UK-based supplier of artificial green walls, Vistafolia, has launched a new project in collaboration with the University of Surrey KTP to develop a more sustainable material from which to make their artificial plants. Vistafolia’s true-to-nature green wall panels reproduce the movement and texture of living walls. The walls are customised to fit the individual needs of the space and location, and are made up of a mix of shapes and hues that add colour and dimension. The new base polymer must maintain the aesthetics and design standards of the polymer currently used, without compromising on safety aspects, such as fire retardancy.
This project is being co-funded by Innovate UK, as part of the wider Knowledge Transfer Partnership (KTP) programme and by Vistafolia as part of their wider investment. The Knowledge Transfer Partnership programme is a UK scheme that brings together academics with businesses to propel industry advancement and create competitive advantages, using researcher knowledge to assist in the development of new products or projects for companies.
Team members from Vistafolia, KTP and the University of Surrey are cooperating on the development of a new formulation in which, among others, the current fire-retardant additive will also be replaced by a more environmentally friendly version that will enhance the product’s recyclability.
The aim is to develop a biopolymer that will yield a more sustainable artificial plant that offers the same quality and properties as the company’s current products.
According to Vistafolia, artificial green walls are low maintenance products that eliminate the use of 189 litres of water per year (per sqm of green wall compared to living plants) and require no fertiliser or pesticides. Using a bioplastic would add to these favourable qualities by replacing the
70 tonnes of oil-based plastic annually used in production per year by Vistafolia with the new bio-polymer formulation - thereby achieving net carbon neutrality for these products.

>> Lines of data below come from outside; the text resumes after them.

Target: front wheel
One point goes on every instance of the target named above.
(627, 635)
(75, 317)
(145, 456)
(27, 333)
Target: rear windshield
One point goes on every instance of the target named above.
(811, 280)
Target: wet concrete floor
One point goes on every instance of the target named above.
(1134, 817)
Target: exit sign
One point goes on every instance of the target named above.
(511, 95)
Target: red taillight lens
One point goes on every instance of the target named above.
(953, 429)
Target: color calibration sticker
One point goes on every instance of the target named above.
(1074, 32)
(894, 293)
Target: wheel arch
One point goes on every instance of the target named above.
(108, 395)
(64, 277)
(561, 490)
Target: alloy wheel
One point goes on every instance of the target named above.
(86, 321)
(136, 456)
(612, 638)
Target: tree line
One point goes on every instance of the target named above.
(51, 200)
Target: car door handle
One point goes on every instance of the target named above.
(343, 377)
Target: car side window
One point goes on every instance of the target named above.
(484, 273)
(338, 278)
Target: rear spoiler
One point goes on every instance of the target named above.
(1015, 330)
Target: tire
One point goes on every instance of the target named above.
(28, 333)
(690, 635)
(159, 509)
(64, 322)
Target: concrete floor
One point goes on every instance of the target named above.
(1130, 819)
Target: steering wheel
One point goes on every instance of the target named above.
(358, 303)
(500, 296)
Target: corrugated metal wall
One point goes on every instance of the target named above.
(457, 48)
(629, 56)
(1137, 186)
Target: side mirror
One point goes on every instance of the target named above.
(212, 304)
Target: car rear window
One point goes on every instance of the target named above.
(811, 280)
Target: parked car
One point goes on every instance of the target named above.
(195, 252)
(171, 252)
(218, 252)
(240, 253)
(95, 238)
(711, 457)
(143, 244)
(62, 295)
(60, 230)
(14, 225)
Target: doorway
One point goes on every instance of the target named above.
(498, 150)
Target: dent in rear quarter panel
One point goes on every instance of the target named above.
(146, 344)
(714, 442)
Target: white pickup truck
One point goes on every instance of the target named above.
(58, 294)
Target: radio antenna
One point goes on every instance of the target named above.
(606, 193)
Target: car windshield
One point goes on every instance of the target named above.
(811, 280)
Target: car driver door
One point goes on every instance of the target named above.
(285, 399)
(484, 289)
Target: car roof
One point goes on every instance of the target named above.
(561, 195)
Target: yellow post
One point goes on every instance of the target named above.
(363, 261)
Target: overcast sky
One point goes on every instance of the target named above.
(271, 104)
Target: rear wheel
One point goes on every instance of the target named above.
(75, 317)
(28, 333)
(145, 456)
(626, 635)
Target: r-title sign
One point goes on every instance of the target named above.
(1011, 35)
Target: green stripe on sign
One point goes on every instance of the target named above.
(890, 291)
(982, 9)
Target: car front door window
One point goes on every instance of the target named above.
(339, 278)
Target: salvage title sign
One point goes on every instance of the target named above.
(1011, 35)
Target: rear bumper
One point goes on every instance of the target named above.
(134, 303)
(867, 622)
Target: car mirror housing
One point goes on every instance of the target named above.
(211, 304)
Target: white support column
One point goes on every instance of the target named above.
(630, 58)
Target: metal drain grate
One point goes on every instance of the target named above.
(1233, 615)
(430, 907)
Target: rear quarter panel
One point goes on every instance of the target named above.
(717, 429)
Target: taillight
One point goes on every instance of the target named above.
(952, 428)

“We hope to drive sustainability in the sector and encourage our competitors to focus on sustainability as a key issue while pushing the environmental boundaries in R&D and production,” said Paul Alder, managing director of Vistafolia. “We are incredibly excited to be working with the University of Surrey on this revolutionary research project […] to accelerate the creation of a more sustainable product offering for our clients.”